This week has been a turning point in the United States. I want to make sure you see PPI President and Founder Will Marshall’s statement on the killing of George Floyd, and the commitment PPI is taking to come up with new ideas to fight systemic racism in the United States.
The coronavirus pandemic has had a disproportionate impact on communities of color. Essential workers — in direct care, grocery stores and delivery — are disproportionately Black. Essential workers are more likely to get the virus because their jobs don’t lend themselves to social distancing and working from home. Further compounding the damage the virus has caused, people who have lost their jobs are also more likely to be Black, particularly hurt are Black women of whom almost 19 percent lost their job since February.
The virus has also laid bare disparities in health status by race in the United States.

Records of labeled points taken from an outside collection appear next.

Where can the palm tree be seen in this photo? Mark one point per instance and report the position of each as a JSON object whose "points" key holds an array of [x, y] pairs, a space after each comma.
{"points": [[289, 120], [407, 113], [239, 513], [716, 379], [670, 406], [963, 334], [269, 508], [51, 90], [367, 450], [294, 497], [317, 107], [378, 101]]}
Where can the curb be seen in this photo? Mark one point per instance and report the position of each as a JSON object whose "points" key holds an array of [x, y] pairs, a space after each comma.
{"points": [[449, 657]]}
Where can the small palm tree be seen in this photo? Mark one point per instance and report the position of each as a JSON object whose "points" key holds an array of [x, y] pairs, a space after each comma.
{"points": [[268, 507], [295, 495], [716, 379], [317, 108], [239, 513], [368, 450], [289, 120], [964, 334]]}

Black Americans are 3.5 times as likely to die from Covid-19 than white Americans. This is partly because the virus is more lethal to people with underlying health conditions and people of color are 1.5 to 2 times more likely than white Americans to have chronic diseases, like type 2 diabetes and obesity because of systemic barriers to housing, income and education which all affect health status.

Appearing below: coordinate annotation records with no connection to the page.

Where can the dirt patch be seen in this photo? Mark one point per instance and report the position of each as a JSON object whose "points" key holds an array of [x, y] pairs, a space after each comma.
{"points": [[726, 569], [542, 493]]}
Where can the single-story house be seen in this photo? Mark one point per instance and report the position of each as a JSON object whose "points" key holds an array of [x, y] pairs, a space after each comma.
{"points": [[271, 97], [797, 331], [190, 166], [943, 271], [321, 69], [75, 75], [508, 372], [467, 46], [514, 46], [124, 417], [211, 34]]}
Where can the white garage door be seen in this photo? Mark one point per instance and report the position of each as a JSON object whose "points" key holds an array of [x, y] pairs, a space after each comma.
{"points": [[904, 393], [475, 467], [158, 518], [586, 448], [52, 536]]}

Solving racial discrimination in medicine is not an easy task. It is built upon years of systemic racism, reasonable distrust, and unconscious biases of medical practitioners.
But there are some policy levers that could help.

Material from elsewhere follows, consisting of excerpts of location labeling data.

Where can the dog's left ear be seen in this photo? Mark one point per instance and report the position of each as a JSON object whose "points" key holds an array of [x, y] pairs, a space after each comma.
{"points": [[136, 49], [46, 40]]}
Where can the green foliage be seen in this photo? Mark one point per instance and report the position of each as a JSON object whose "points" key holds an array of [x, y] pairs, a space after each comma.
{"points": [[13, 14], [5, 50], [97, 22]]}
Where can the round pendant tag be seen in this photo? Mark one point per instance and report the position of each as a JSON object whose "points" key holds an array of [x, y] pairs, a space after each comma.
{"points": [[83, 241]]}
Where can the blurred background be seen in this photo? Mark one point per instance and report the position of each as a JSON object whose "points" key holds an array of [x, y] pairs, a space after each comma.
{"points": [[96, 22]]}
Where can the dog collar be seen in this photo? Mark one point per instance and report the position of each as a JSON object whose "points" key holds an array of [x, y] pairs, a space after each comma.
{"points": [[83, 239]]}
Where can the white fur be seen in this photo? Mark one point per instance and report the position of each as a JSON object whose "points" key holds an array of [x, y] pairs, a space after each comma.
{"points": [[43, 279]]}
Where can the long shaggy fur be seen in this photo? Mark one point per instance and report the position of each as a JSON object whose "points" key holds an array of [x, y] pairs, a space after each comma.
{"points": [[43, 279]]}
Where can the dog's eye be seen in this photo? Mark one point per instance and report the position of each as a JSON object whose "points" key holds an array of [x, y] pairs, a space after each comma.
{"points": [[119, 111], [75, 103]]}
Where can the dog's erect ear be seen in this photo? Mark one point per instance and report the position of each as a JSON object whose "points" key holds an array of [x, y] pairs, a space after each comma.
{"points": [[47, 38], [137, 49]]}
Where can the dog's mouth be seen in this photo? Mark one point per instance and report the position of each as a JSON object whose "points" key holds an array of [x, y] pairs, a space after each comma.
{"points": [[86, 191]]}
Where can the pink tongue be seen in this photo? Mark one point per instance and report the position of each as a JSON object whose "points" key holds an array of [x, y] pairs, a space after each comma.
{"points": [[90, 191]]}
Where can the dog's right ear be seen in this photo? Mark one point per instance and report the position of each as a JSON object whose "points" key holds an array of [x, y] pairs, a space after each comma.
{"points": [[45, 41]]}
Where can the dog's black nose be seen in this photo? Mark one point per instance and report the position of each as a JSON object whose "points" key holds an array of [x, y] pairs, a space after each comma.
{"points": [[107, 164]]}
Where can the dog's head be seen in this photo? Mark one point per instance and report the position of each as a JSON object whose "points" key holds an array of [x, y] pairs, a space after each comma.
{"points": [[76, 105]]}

Make health insurance more affordable. Cost is the main reason people remain uninsured. Even before the Covid-19 pandemic, Black workers were 60 percent more likely than white workers to be uninsured. By focusing on ways to bring down health care costs — such as introducing a price cap on medical care and increasing subsidies for Affordable Care Act health plans — insurance will be more affordable for all Americans.
Address social determinants of health. Insurance coverage is a first step but it will not by itself address racial disparities in health. Health status is a product of more than medical care — things like safety, housing, education, transportation, and nutrition all impact a person’s health. Federal agencies like the departments of education, health, and housing should collaborate to create new programs to ensure that people get not just health care, but also the housing, education, and other things that health outcomes depend on. To have additional funding for these types of programs, it is paramount to lower overall health care spending. States should also have greater flexibility to spend Medicaid dollars on housing and other social determinants that can reduce health care expenditures.
Address bias in medicine. Health care workers need to better understand the ways in which implicit and explicit bias can affect the care they provide in order to counteract centuries of racism. Sen. Kamala Harris’s Maternal CARE Act, and the accompanying House version, would authorize $150 million to programs that seek to help medical professionals identify high-risk pregnancies and establish implicit-bias training curriculum for medical schools. This type of training should be taught across all disciplines.
Make health care workers more reflective of the population. A more diverse workforce can improve outcomes for Black Americans. Using existing programs like the National Health Service Corps, which provides loan forgiveness and scholarships to workers who practice in underserved areas, the federal government could recruit more medical and nursing students from minority communities. Additionally, boosting funding to medical schools at historically black colleges and universities could increase the number of Black physicians and nurses.
Make scientific research more inclusive. In 2009, the NIH changed its grant review process in an effort to make it more racially equitable yet a new study finds that between 2014–2016, only 10 percent of Black applicants got NIH funding, compared to around 19 percent of white applicants. On the flip side, Black Americans are overrepresented in clinical trials that don’t require informed consent and underrepresented in cancer clinical trials. Undoing these racial disparities in scientific research will help improve the practice of medicine.